7 Things: The Amy Johnson Issue

A small moment in Judith Krantz's Til We Meet Again mentioned Amy Johnson. Intrigued I looked her up, and a few years later a new biography on her came out which I immediately purchased. I didn't finish it until a few years later where I brought it on a long trip, but I find it strange that Amelia Earhart seems to get all the press when their two stories are so eerily similar. And yet I find (personally) Amy Johnson more interesting. So, I present 7 Things: The Amy Johnson issue.
1. Amy married a fellow pilot Jim Mollison. She had set flying records prior to their meeting, and together they set several more.
2. Amy also broke one of her husband's records.
3. Planes at that time had relatively small fuel tanks and there were limited places to refuel, so pilots carried extra fuel cans on board with them. Amy and her husband ended up crash landing in Bridgeport, CT after running out of fuel during a flight from Wales to the US and, after recuperating, were thrown a ticker tape parade.
4. A song was written about Amy's flight to Australia. Another song was written about her years later in the 1970's.

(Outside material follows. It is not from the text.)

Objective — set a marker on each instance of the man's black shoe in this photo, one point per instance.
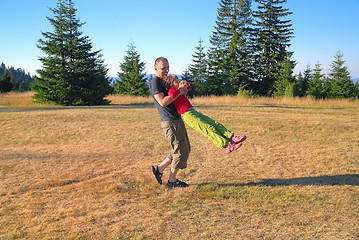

5. Amy and her husband divorced and she reverted to her maiden name.
6. In 1940 the ATA was formed to assist the transport of newly built aircraft to the airbases, using pilots that could not fly combat, such as women. (The Women's Army Air Corps performed similar duties in the US.) Amy joined, and on a mission, went off course and bailed out of her plane. She was never found.
7. In the late 1990's a man came forward claiming that Amy's plane was shot down after failing to provide the correct code of the day and that they were told not to reveal this.